Jan. 24th, 2010

mrissa: (Default)
If one's affections can be bought and sold, it's good to know the price. For example, George Lucas could totally have had my movie love if he had only included a girl Jedi character in the new Star Wars movies. I would have suffered through the midichlorians and Jar-Jar Binks and the whole nine yards, and I would have watched them again and again--if there had been a girl Jedi who was an actual character with a name and lines of dialog and actions taken, and no, it doesn't count if you think you remember something about someone in the background or maybe in a comic or novelization or other related work. It's like Wil Wheaton and the last Next Gen movie: it does not count as having Wil Wheaton in it if you cut his scenes. Girl Jedis, like Wil Wheaton, like most things really, do not work in homeopathic quantities.

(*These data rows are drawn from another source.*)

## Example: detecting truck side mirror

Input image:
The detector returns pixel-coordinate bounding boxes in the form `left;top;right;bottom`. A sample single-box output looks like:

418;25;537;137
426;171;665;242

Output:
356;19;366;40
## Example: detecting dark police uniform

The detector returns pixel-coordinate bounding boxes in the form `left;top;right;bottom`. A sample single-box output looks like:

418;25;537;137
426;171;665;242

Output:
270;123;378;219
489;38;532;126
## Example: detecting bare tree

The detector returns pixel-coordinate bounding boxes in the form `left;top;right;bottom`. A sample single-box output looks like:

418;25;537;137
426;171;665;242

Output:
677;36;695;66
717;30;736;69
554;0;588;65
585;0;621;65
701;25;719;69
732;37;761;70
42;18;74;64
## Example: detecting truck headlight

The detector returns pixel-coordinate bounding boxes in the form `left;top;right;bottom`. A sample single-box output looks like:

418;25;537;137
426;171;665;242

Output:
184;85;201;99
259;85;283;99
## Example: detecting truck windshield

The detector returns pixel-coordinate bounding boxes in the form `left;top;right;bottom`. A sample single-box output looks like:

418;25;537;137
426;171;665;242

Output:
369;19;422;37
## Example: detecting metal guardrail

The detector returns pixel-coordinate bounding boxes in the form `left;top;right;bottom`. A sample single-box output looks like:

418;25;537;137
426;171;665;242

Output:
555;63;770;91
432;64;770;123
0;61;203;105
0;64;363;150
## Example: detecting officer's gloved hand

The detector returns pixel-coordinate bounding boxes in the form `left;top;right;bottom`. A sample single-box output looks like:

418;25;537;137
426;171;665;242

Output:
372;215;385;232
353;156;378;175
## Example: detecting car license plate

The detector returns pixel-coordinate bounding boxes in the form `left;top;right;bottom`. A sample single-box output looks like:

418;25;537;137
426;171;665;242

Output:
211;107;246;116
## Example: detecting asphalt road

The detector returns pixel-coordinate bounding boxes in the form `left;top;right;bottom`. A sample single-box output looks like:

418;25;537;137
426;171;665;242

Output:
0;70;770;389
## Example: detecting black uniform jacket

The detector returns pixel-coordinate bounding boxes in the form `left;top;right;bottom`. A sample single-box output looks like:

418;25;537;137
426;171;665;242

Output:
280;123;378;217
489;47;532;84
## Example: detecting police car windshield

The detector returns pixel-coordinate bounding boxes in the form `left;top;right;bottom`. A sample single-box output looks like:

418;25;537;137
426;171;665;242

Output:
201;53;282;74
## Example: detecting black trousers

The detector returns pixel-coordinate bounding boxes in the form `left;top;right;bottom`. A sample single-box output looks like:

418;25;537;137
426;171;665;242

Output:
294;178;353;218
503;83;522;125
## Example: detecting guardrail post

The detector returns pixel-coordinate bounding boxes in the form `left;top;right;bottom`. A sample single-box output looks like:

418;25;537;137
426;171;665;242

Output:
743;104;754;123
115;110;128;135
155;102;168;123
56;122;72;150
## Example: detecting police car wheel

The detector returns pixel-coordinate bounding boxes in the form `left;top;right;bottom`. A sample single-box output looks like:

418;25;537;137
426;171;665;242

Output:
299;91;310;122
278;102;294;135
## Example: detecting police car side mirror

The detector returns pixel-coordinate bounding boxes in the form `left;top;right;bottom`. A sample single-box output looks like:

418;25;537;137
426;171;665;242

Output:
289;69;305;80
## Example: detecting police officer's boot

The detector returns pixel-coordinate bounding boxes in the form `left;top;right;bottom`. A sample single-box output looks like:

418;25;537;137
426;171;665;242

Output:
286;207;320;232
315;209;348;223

Today I found another way in which my movie love can be easily bought, and it is this: give me David Strathairn and Mary McDonnell shooting 1920-appropriate guns at bad people. Even Strathairn cleaning his gun: such a happy sequence there. So very fine. I theorize that a movie with David Strathairn and Mary McDonnell shooting 1770-appropriate guns or 2005-appropriate guns at bad people might also work. But possibly not as well as 1920.

Here is the thing about John Sayles movies so far: I do not always finish them and say, "Oh, wow, that whole movie was great." But so far he has always given me at least one scene, and usually more than one, that makes me go, "Heh. Awesome." When people talk about loving things for their virtues instead of for their lack of flaws, I am now going to think about John Sayles movies, I think. We will get more and see what an expanded data set will do.